D’où nous tirons le concept d’une durée plus grande que n’est celle de ce monde. – Un doute pourrait venir à quelqu’un à cause que, le monde étant créé depuis cinq mille ans et quelque chose en sus, si le calcul des chronologistes est exact, nous pouvons cependant concevoir une durée plus grande, alors que nous avons affirmé que la durée ne se peut entendre sans les choses créées. Il lui est facile de s’en délivrer s’il considère que la durée nous est connue, non de la seule contemplation des choses créées, mais aussi de la contemplation de la puissance infinie de créer qui est en Dieu. Car les créatures ne peuvent être conçues comme existant ou durant par elles-mêmes, mais seulement par la puissance infinie de Dieu, de laquelle seule elles tirent toute leur durée. Voir Proposition 12, partie I et son corollaire.

Enfin, pour ne pas perdre de temps ici à répondre à de futiles arguments, il suffit de prendre garde d’une part à la distinction établie entre l’éternité et la durée et d’autre part à ce que la durée sans les choses créées et l’Éternité sans Dieu ne sont intelligibles en aucune façon ; cela étant clairement vu, on pourra très facilement répondre à toute argumentation, il n’est donc pas nécessaire de nous attarder ici davantage.

CHAPITRE XI : Du concours de Dieu

Il reste peu de chose ou même il ne reste rien à dire au sujet de cet attribut après que nous avons montré que Dieu, à chaque instant, crée continûment une chose, pour ainsi dire à nouveau ; d’où nous avons déduit que les choses n’ont jamais d’elles-mêmes aucune puissance pour produire quoi que ce soit ni pour se déterminer à aucune action et cela n’a pas seulement lieu dans les choses extérieures à l’homme mais dans la volonté humaine elle-même. Nous avons ensuite répondu aussi à certains arguments concernant ce point, et, bien que beaucoup d’autres soient allégués d’ordinaire, comme cela regarde surtout la Théologie, je n’ai pas l’intention d’y insister.

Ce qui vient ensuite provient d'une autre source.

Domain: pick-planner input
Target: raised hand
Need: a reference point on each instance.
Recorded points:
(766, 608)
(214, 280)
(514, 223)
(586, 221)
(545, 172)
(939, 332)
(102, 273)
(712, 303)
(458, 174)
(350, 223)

Comme il y a toutefois beaucoup d’hommes qui admettent le concours de Dieu et le prennent dans un sens tout autre que celui que nous avons indiqué, il convient d’observer ici, pour découvrir plus aisément leur erreur, ce que nous avons démontré antérieurement : à savoir, que le temps présent n’a aucune connexion avec le futur (voir Axiome 10, partie I) et que cela est clairement et distinctement perçu par nous. Et si l’on prend sérieusement garde à cela, il se pourra répondre sans aucune difficulté à toute argumentation adverse pouvant être tirée de la Philosophie.

En quoi consiste l’action conservatrice de Dieu dans les choses qui doivent être déterminées à agir. – Pour ne pas avoir cependant touché ce point en vain nous répondrons, en passant, à cette question : Si quelque chose s’ajoute à l’action conservatrice de Dieu quand il détermine une chose à agir ? En parlant du mouvement d’ailleurs nous y avons déjà en quelque mesure répondu. Nous disions en effet que Dieu conserve la même quantité de mouvement dans la Nature. Si donc nous avons égard à toute la Nature matérielle, il n’est rien ajouté de nouveau à l’action qui la conserve ; mais si nous avons égard aux choses particulières, il se peut dire en quelque manière que quelque chose de nouveau s’y ajoute. On ne voit pas si cela a lieu, aussi dans les choses spirituelles ; car il ne semble pas qu’il y ait entre elles la même dépendance mutuelle. Enfin, comme les parties de la durée n’ont entre elles aucune connexion, nous pouvons dire que Dieu ne conserve pas tant les choses que, plus exactement, il ne les procrée à chaque instant ; si donc un homme a actuellement une liberté déterminée à faire quelque action, on devra dire que Dieu l’a ainsi créé à ce moment même. Et à cela ne s’oppose pas que la volonté humaine soit souvent déterminée par des choses extérieures à elle, et que toutes les choses qui sont dans la Nature soient mutuellement déterminées les unes par les autres à quelque action ; car ces choses aussi sont ainsi déterminées par Dieu. Nulle chose ne peut déterminer une volonté et inversement nulle volonté ne peut se déterminer sinon par là seule puissance de Dieu. Comment cependant cela se concilie avec la liberté humaine ou comment Dieu peut faire cela tout en maintenant la liberté humaine, nous avouons l’ignorer ; nous avons souvent déjà parlé de cela.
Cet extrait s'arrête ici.